In a world where AI can produce a technically perfect answer to almost anything, relational intelligence is more valuable than ever. The ability to actually be present with another person, to listen, respond, and connect, is not something any tool can replicate for you. It is the thing that gets you hired.

The Specific Problem With AI-Generated Answers

Using AI to research a company before an interview? Smart. Using it to brainstorm questions you might be asked and think through your responses? Also smart. Using it to generate word-for-word answers that you then read from a second screen during the interview itself? That is where it stops working in your favour.

Here is why. AI generates answers that are technically correct and professionally worded. They are also generic, slightly detached from your actual experience, and almost impossible to follow up on naturally. When I ask a follow-up question and the answer suddenly shifts in tone, stumbles, or does not connect to what was just said, I notice. When the response to "tell me about a time you navigated a difficult team dynamic" sounds like it came from a leadership textbook rather than a real moment in your career, I notice that too.

And if you are wearing glasses, I might also notice the reflection.

What To Do Instead

Practice out loud before the interview. Not by memorizing scripts, but by talking through your experience the way you would explain it to a friend. What did you actually do? What was hard about it? What did you learn? Get comfortable with your own stories in your own words.

Think about the overall impression you want to leave. Not every answer, but the overall picture. What do you want the interviewer to understand about who you are and what you bring? Hold that as your north star and trust yourself to find your way there.

Give yourself permission to pause. A moment of silence before answering a question is not a weakness. It is a sign that you are actually thinking about what you were asked. That is a good thing.

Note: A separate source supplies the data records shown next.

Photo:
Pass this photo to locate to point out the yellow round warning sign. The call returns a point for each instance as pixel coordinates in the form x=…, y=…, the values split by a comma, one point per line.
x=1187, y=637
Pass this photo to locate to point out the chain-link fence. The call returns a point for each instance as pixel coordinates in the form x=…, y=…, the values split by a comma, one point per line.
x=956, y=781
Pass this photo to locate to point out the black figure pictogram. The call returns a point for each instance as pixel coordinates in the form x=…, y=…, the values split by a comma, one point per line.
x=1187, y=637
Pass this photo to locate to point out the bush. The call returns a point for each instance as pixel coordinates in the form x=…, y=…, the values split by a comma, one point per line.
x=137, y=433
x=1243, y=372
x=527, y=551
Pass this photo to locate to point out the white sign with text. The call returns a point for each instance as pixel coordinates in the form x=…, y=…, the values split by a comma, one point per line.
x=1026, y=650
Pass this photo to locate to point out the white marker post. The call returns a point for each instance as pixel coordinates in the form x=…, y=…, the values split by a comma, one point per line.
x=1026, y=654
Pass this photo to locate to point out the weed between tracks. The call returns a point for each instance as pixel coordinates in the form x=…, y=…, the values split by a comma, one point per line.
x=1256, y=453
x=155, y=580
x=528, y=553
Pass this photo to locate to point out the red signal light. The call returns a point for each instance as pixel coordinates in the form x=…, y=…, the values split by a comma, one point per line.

And if you do not know the answer to something, say so. "That is a great question, I have not encountered that specific situation but here is how I would approach it" is a genuinely strong response. It shows self-awareness, honesty, and the ability to think through something new. Those are qualities every good employer is looking for.

The Bottom Line

No interview will go exactly the way you prepared for it. There will always be a question you did not anticipate, a direction you did not see coming, a moment where you have to just be present and figure it out. That is not a flaw in the process. That is the point of the process.

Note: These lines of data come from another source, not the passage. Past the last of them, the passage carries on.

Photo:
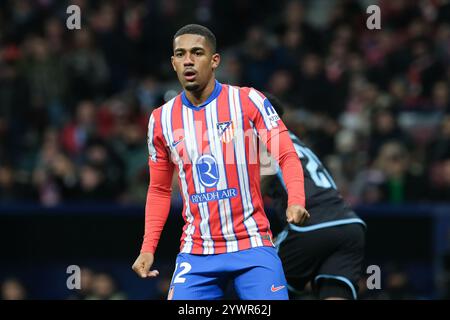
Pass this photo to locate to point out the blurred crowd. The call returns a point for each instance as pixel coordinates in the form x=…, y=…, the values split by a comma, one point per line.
x=373, y=104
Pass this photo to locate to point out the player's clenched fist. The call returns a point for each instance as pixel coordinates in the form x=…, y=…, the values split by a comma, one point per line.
x=296, y=214
x=143, y=264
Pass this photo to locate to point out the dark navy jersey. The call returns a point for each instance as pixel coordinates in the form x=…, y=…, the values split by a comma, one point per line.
x=323, y=201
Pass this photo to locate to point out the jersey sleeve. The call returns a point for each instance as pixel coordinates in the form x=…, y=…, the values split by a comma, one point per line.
x=160, y=187
x=275, y=136
x=262, y=115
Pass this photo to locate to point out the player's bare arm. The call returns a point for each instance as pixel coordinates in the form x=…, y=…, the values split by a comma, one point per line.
x=296, y=214
x=143, y=264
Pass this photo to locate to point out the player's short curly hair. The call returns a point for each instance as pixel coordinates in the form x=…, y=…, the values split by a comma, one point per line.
x=199, y=30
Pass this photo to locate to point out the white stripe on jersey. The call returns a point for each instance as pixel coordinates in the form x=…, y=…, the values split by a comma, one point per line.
x=216, y=150
x=241, y=164
x=259, y=102
x=166, y=124
x=151, y=147
x=191, y=147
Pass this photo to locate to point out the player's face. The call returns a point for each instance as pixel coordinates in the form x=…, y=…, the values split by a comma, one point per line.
x=193, y=61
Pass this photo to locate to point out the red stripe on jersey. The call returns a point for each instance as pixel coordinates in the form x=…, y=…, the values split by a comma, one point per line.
x=259, y=214
x=237, y=207
x=178, y=132
x=203, y=147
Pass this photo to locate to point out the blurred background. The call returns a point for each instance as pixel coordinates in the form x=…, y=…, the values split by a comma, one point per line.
x=74, y=107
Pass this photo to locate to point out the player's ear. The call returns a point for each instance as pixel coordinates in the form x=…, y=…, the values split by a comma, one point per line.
x=172, y=59
x=215, y=61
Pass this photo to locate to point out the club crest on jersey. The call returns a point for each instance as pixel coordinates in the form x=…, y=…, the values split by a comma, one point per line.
x=271, y=113
x=208, y=171
x=226, y=131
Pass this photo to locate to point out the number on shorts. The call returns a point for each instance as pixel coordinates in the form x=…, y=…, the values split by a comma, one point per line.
x=186, y=268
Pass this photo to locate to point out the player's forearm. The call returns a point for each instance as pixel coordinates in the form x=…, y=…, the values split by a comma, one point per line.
x=284, y=153
x=157, y=207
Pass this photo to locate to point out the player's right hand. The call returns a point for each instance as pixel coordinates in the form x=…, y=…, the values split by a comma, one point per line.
x=143, y=264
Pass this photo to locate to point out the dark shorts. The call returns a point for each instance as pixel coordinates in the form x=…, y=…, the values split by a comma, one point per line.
x=330, y=258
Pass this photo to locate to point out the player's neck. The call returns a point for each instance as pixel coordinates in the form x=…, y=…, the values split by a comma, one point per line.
x=198, y=97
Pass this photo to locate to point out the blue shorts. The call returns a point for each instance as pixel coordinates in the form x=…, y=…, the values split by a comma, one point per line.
x=257, y=274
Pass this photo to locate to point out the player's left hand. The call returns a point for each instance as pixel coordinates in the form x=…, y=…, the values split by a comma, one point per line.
x=296, y=214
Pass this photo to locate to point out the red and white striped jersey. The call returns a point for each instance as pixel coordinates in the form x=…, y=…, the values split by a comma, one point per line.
x=214, y=149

The candidates who stand out are not the ones with the most polished answers. They are the ones who show up as a real person, listen well, think clearly, and make the interviewer feel like they just had an actual conversation.

Be that person. Put the second screen away.

Jody Bomhof is the Founder of Momentum Talent Solutions Inc., a boutique Canadian contract talent placement firm specializing in strategic placements for HR, Marketing, and AI professionals. When she is not writing about the things that are quietly costing candidates great opportunities, she is spending time with her daughter, or you’ll find her out on the golf course or the mountain bike trails.